As part of the 2018 London Design Festival, one of the landmark exhibits was our colourful urban playground, Alphabet, created by Old Street-based graphic-design studio, Kellenberger-White.

One of the installation’s main aims was to create something that would make use of its unique space in Finsbury Avenue Square while inspiring Broadgate’s huge range of visitors to engage, connect and interact with the art.

"Alphabet is an experiment in construction and colour that tests and connects many things," explain the design duo. "It's a playground, but also an alphabet; it's public furniture, but it can talk."

The enduring influence of Bruno Munari
It’s also a project that builds on the pair’s fascination with typography as well as other areas of influence including branding, books, magazines, wayfinding, exhibition design and furniture. (Their 3D design for Elizabeth Price BERLINWAL in 2018 was almost a precursor to Alphabet.)

The pair cite one of their biggest inspirations as the Italian futurist Bruno Munari, whose Design As Art book is a seminal exploration of how everyday objects can be both beautiful and accessible. (In-keeping with Alphabet’s theme, his children’s ABC book captures young readers’ imaginations while remaining a design classic.)

Munari’s photo series Seeking Comfort In An Uncomfortable Chair from 1944 is also one of the duo’s biggest influences as Sebastian White says: “You want to make something that can encourage interaction but also something that can maybe prompt conversations about the way we design and the way we make things.”

There’s also a cheeky nod to artist Bruce McLean’s 1971 Pose Work For Plinths; a fitting tribute as his Eye-I (1993) is just across Broadgate on Bishopsgate pavement.
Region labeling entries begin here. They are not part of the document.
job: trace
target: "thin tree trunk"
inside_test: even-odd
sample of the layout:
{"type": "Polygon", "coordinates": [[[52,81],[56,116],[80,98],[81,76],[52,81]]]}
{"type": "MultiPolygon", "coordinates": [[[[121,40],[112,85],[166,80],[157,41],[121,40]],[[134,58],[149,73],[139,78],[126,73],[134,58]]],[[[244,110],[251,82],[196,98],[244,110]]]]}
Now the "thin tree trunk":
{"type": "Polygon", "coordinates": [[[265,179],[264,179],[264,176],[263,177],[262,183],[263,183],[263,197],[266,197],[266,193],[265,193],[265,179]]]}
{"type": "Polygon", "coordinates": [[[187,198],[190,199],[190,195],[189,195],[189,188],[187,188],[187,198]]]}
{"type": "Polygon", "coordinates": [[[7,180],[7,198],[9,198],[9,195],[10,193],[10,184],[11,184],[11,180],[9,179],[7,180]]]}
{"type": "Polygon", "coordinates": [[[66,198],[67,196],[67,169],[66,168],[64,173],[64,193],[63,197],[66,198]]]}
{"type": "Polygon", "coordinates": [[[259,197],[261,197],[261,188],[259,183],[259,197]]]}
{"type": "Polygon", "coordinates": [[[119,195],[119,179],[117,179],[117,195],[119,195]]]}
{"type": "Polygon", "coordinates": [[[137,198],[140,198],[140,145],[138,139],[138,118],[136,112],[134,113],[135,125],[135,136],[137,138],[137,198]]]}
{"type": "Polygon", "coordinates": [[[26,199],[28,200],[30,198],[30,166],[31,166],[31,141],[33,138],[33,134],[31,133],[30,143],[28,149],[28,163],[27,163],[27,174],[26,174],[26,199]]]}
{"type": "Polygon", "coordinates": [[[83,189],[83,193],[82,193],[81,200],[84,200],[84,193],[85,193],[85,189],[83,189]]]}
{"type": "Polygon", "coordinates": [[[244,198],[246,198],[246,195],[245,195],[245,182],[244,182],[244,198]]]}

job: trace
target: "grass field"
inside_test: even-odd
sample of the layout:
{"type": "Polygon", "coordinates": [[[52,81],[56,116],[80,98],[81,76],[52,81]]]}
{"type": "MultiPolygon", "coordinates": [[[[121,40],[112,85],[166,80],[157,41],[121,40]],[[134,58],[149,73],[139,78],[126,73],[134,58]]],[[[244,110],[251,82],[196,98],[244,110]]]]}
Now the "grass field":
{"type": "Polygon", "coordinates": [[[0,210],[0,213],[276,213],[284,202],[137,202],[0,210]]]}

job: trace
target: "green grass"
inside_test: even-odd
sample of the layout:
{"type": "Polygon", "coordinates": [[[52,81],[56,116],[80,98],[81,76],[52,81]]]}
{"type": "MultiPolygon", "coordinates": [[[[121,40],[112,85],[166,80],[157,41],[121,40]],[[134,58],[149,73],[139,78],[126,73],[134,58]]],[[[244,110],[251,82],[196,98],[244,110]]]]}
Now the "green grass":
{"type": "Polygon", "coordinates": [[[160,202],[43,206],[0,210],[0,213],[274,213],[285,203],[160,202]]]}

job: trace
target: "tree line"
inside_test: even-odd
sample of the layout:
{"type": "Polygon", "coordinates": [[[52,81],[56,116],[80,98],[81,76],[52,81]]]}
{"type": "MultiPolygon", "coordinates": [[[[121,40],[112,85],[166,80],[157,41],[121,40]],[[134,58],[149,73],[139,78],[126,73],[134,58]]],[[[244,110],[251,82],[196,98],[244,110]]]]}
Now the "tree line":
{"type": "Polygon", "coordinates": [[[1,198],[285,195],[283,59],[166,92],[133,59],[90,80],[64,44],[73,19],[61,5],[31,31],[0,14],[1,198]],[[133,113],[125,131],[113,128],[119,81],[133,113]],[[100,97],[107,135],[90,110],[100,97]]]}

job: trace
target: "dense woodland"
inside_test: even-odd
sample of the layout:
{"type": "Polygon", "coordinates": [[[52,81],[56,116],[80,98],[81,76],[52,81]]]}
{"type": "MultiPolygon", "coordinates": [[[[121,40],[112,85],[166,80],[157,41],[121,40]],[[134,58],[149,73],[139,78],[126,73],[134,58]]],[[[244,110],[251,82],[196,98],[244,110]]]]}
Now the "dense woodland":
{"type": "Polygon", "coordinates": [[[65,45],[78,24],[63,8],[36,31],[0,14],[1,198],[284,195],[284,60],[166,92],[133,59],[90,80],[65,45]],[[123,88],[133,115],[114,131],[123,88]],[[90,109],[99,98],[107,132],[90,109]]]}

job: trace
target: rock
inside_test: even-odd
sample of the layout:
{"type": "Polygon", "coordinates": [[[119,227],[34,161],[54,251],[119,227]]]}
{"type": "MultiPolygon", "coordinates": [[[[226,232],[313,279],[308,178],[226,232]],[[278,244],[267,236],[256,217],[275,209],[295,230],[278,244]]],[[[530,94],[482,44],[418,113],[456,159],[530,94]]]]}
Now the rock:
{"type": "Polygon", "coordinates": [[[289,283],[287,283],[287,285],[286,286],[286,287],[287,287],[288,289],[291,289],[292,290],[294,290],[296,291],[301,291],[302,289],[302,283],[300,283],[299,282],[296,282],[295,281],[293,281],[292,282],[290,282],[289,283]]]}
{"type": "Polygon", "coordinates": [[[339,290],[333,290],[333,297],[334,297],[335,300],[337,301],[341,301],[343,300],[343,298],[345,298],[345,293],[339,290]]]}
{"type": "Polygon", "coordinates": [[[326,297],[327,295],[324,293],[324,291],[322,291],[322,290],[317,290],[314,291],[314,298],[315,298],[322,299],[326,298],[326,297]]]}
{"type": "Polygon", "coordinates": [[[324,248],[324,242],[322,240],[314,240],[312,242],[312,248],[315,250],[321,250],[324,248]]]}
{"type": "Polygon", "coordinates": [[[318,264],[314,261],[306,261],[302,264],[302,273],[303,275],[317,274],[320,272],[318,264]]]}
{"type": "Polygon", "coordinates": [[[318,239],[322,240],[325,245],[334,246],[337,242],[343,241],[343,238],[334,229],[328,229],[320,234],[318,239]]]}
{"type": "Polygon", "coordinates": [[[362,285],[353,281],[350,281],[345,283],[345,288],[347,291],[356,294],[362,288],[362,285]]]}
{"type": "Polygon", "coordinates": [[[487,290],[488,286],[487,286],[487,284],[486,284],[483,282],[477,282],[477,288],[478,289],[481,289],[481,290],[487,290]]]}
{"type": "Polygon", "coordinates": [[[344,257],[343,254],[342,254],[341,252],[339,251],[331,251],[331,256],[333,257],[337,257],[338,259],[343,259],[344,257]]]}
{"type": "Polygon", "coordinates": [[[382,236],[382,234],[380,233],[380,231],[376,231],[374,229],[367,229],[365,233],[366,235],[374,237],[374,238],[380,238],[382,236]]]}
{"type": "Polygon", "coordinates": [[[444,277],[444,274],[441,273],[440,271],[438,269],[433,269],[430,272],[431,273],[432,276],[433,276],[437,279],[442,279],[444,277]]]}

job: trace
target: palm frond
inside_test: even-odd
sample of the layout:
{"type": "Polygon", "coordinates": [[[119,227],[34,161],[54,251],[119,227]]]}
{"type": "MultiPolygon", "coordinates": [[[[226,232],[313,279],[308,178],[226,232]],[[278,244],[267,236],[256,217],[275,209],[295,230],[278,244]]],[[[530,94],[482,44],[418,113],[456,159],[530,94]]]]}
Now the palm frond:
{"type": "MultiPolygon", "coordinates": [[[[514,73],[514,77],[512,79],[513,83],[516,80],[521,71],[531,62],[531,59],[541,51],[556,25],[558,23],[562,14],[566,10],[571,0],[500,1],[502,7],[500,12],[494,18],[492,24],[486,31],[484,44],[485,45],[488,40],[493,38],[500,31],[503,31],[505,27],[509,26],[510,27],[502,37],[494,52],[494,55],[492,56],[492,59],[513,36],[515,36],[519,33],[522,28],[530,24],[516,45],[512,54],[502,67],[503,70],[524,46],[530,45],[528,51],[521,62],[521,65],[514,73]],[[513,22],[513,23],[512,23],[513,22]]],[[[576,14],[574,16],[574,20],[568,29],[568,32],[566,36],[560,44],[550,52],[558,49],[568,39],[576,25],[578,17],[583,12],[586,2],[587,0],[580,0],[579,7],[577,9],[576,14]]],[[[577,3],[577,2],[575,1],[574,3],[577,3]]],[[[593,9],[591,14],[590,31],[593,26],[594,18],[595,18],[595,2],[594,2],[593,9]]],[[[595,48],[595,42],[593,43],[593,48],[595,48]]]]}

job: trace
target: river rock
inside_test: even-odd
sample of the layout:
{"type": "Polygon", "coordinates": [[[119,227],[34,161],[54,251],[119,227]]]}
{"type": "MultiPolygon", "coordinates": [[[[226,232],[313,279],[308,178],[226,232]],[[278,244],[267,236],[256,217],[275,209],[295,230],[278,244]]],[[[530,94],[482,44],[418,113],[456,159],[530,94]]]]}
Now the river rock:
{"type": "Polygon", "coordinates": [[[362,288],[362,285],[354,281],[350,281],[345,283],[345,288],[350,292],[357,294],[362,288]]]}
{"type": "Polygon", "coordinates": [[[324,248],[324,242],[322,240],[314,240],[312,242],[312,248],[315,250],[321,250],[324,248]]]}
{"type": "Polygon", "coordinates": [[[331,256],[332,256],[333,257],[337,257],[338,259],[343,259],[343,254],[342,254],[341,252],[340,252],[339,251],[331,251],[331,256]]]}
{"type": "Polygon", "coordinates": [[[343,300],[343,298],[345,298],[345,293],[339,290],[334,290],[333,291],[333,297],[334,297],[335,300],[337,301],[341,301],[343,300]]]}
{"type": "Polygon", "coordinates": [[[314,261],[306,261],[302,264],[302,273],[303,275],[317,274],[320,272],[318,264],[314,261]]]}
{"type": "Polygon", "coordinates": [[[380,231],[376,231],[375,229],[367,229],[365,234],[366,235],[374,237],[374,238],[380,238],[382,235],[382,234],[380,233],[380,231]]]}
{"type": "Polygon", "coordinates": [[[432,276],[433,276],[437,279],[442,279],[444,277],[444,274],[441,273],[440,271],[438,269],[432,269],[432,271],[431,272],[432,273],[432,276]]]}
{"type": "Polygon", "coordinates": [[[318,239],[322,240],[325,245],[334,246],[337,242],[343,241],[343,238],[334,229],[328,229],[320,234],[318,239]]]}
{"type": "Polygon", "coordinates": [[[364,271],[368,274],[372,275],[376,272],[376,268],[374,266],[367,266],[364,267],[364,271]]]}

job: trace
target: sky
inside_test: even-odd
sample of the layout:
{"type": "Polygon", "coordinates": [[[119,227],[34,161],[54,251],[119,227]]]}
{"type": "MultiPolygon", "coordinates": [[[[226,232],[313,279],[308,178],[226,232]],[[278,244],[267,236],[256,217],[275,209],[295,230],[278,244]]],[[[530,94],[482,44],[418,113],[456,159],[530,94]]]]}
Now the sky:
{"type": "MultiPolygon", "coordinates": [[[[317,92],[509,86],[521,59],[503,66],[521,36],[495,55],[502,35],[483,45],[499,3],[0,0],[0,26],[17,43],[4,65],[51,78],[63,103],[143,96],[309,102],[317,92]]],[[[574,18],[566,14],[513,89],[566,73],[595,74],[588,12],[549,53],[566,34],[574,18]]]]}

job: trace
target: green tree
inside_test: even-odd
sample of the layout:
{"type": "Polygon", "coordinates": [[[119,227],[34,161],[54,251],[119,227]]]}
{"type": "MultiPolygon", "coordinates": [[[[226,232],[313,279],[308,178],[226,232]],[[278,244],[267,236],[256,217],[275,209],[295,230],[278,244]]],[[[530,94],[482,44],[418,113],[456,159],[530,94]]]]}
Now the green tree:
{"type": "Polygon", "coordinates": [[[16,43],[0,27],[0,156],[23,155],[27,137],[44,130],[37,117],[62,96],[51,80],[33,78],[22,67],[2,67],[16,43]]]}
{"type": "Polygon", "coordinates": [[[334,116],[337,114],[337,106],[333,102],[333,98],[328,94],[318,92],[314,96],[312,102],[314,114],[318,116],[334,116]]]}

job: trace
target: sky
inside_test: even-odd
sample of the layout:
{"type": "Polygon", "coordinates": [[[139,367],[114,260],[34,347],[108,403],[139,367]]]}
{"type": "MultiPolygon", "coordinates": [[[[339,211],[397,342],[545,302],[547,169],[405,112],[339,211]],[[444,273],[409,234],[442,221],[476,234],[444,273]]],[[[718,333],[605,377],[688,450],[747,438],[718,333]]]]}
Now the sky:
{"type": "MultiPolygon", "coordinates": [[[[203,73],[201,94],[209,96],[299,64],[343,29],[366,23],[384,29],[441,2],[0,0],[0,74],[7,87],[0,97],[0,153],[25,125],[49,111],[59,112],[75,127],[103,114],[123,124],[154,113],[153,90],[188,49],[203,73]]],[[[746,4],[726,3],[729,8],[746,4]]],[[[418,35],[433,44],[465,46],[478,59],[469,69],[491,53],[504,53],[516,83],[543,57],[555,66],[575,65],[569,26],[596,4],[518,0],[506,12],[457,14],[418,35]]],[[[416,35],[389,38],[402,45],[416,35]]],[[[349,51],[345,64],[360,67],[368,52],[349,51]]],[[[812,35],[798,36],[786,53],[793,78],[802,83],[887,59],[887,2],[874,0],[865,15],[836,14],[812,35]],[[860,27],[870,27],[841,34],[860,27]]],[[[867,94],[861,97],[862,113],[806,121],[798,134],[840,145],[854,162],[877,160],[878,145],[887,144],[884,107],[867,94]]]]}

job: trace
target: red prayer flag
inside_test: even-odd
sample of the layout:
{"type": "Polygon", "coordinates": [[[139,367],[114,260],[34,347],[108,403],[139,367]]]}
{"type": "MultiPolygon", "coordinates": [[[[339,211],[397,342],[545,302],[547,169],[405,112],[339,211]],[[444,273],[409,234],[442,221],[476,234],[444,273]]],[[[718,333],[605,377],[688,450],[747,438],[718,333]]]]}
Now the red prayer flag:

The design of Exchange House
It was also the ground-breaking architecture of Broadgate itself which lent ideas to Alphabet’s inspiration. Exchange House, around the corner from Finsbury Avenue Square, is one of architecture’s most celebrated designs thanks to its marriage of form and function as both bridge and building over Liverpool Street Station’s train tracks.

Exchange House’s four parabolic arches bear the load of its structure, transferring it down on to foundations either side of the tracks with only 5% of its footprint touching the ground. In 2015, the enduring elegance of Exchange House was awarded the American Institute of Architects’ 25-Year Award for “[a] simple yet ingenious structural system that unifies design and function in the mid-century Modernist tradition”.

The bridge motif also infiltrates Alphabet as each of the 26 chairs are coloured with industrial paint colours from bridges around the world – from the International Orange of San Francisco’s Golden Gate Bridge and the Cornflower Blue of Middlesbrough’s Transporter Bridge. “What’s interesting in branding is making a logo or a typeface that becomes such an important ingredient for how that place can communicate,” comments White.